今日は七月三十日。南半球のオーストラリアでは冬だったが、北半球の日本は夏だ。
滑走路を窓の外に眺めながら手荷物のリュックを背負い直し、人の波に流されるようにして長い廊下を進んで、機械による入国審査を済ませる。日本人専用と案内が掲示された簡易的な手続きを利用することに、なぜだか胸の奥がざわつく感覚がした。
広い手荷物受取場で、ベルトコンベアに乗って回ってきた愛用のキャリーケースを見つけて確保する。いまどこにも家を持っていない私にとっては、ここにあるものだけが私の所持している物のすべてだ。しかし、キャリーケースの中に入っているのは数日分の服と、多少の身の回りのものくらいである。オーストラリアの部屋で使っていたもののほとんどは処分してきてしまった。
見た目よりもずっと軽いキャリーケースを引きながら、そのまま到着ロビーへと出る。到着口を出てすぐのところには、待ち人が出てくるのを今か今かと探す人の列が見えた。
その中に立つ、一人の男性に自然と視線が向く。彼は、青いサインペンで『おかえり、大和』と書かれた画用紙を胸の前に構えて握っていた。どう考えても私に向けたものだ。
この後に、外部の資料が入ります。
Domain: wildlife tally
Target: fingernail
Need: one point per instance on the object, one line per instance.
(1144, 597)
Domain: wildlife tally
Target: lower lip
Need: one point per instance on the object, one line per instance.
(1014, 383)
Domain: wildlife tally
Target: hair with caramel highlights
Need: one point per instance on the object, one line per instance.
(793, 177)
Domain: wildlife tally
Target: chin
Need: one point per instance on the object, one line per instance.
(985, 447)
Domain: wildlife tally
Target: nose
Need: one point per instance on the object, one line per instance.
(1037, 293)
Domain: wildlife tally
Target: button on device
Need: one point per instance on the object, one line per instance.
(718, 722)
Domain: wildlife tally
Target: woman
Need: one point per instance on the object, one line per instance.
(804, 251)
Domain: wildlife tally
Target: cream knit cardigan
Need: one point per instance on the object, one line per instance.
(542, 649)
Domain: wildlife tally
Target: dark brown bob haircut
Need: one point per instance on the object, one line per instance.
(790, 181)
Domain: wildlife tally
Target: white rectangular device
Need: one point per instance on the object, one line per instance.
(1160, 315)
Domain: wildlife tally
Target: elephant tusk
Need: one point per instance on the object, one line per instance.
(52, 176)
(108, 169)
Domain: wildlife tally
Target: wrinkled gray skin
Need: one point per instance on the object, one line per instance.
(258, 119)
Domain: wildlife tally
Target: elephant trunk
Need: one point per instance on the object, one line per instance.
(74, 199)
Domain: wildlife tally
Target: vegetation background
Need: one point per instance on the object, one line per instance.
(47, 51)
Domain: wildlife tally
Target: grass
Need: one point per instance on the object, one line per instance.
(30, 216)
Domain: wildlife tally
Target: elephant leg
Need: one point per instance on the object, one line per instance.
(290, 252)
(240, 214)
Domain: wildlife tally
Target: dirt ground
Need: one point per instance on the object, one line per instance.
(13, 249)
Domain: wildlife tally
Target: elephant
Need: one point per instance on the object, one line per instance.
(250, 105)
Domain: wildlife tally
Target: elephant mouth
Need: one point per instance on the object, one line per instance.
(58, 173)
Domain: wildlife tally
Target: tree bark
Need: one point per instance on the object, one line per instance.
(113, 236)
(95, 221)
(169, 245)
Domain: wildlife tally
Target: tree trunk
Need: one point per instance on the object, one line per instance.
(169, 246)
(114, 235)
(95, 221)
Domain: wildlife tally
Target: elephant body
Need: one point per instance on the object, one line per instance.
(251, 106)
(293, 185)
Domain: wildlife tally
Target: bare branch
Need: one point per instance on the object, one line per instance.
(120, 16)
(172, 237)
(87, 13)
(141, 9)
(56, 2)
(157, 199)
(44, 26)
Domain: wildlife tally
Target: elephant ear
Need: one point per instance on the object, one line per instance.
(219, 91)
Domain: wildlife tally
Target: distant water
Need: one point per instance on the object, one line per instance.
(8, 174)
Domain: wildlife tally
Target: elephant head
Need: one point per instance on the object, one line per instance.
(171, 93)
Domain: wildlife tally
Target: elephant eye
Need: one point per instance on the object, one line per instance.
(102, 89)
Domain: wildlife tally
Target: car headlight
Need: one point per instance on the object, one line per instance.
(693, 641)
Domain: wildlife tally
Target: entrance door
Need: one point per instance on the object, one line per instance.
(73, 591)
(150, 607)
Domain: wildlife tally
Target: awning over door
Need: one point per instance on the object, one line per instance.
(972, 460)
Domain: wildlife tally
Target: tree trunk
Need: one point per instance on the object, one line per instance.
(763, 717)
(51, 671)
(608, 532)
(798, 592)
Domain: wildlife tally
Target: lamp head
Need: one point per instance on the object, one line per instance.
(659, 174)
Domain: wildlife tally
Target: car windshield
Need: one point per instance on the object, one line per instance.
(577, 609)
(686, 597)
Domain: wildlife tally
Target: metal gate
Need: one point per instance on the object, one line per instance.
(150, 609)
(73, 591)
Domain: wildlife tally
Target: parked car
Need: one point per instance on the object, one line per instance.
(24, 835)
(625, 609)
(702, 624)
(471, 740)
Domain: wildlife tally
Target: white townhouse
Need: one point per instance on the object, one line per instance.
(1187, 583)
男性は浅黒い肌を持ち、私よりも幾分か背が高く、がっしりとした体格をしていた。下ろせば肩まではありそうな黒髪を、前髪も合わせて頭の高い場所で一つのお団子にするように括ってまとめている。そのような髪型をしている日本人男性はあまり見かけないので、それだけでも目立っていた。どちらかと言えば狐顔と形容できる顔立ちには見覚えがあるような気もするが、私の記憶している面影は、ほぼない。
「真澄、か?」
キャリーケースを引いたまま近づいていくと、男性——真澄はパッと明るい笑顔を浮かべた。
「大和! おかえり、久しぶりだな。あー、すげぇ、大和は全然変わらねぇな。そのキリッとした眉。お前、子供の頃から完成された顔してたもんな」
彼が思っていた人物であったことにホッとして、私もつられるようにして小さく笑う。
「真澄は、変わったな。そのサインを出していてくれなかったら、正直、まったくわからなかったと思う。助かったよ」
「俺は何故だかよく変わったって言われるんだよな。多分、肉体労働が多くて体格が良くなったからなんじゃねぇかな。俺、昔はヒョロかっただろ? だから、分からないかもなーと思って、書いてきたんだ」
真澄は言うと、構えて持っていた画用紙を折りたたんで、半ズボンの大きなポケットに無造作に入れる。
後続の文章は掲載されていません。